This was a sleight of hand by Labour. The party should have campaigned on Māori wards for the country's councils during the last election.
Just after the landslide they declared their hand on what is a significant change that shouldn't be underestimated. They’re removing the ratepayers’ right to instigate a binding referendum if they can drum up the support of five percent of their fellow voters to get it up and running.
Attempts in the past have shown there’s no ratepayer appetite for Māori wards. Since the Helen Clark Government passed a law almost 20 years ago making provision for Māori wards, 24 councils have tried to put them in place.
But the veto power of the ratepayers took over and just three of the attempts have been successful.
Still, it’s made no impression on this Labour Government. The democratic rights of ratepayers are being denied, despite what they say.
As some sort of justification the Minister sponsoring the bill, Nanaia Mahuta, crowed in Parliament about how many councils had made submissions supporting the Government’s moves.
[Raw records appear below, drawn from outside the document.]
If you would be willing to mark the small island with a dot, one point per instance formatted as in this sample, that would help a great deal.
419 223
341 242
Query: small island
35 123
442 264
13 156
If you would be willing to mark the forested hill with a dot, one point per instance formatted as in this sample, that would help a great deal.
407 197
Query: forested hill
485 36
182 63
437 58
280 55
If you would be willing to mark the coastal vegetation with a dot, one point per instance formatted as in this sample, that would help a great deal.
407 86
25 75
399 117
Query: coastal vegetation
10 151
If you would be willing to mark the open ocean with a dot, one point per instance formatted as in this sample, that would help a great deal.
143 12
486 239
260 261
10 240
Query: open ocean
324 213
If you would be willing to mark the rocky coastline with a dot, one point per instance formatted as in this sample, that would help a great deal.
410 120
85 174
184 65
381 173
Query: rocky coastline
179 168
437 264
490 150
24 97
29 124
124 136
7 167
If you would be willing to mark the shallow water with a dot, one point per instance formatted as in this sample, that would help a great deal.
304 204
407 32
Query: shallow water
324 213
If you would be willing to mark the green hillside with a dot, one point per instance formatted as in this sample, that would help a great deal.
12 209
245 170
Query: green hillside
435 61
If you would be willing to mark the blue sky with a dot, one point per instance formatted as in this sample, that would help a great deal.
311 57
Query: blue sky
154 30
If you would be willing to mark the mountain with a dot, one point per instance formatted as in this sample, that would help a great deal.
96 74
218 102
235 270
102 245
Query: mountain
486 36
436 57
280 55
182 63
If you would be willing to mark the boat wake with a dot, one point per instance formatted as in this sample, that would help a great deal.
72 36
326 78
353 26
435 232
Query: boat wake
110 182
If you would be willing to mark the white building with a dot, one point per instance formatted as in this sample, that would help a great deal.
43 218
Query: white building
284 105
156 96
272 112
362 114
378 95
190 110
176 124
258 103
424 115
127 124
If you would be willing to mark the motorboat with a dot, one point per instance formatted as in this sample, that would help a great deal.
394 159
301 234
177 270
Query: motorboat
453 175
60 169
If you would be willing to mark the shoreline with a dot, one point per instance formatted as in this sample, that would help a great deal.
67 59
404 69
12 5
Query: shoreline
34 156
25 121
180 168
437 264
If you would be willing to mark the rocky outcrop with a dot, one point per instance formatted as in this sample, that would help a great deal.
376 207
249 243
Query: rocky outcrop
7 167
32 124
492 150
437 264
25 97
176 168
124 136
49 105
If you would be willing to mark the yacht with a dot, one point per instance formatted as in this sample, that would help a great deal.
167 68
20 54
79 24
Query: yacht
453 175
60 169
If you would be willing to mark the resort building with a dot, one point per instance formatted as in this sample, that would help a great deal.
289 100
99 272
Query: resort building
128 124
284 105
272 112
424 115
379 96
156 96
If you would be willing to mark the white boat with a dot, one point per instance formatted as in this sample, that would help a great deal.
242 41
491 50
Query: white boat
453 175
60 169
Time and time again she told the urgent debate on removing the veto that 21 councils made submissions on the bill and all were in favour.
Hardly overwhelming support for the move considering the country at last count had 78 councils: 11 regional councils and 61 territorial authorities (50 district councils and 11 city councils).
Former Air New Zealand boss and now National MP Christopher Luxon, who’s got the local government job for his sins, must be reflecting on how good corporate life was compared to this.
Luxon made the point that regional councils can have binding referendums on virtually anything, like the colour of the town hall, whether you are going to build a library or where you are going to put a swimming pool.
He says a binding referendum can be applied to anything but not to a Maori ward under Labour’s changes.
Luxon reckons if it’s just about representation, it’s already being achieved.
You only have to look at the biggest Māori caucus Labour has ever had in Parliament and in local Government people are getting elected to councils, he says, not because of the colour of their skin, but because they’re fundamentally equal.
The point is if Māori are interested in serving on councils, although given the state of most of them you would have to wonder why, then they should put their hand up along with the rest of us.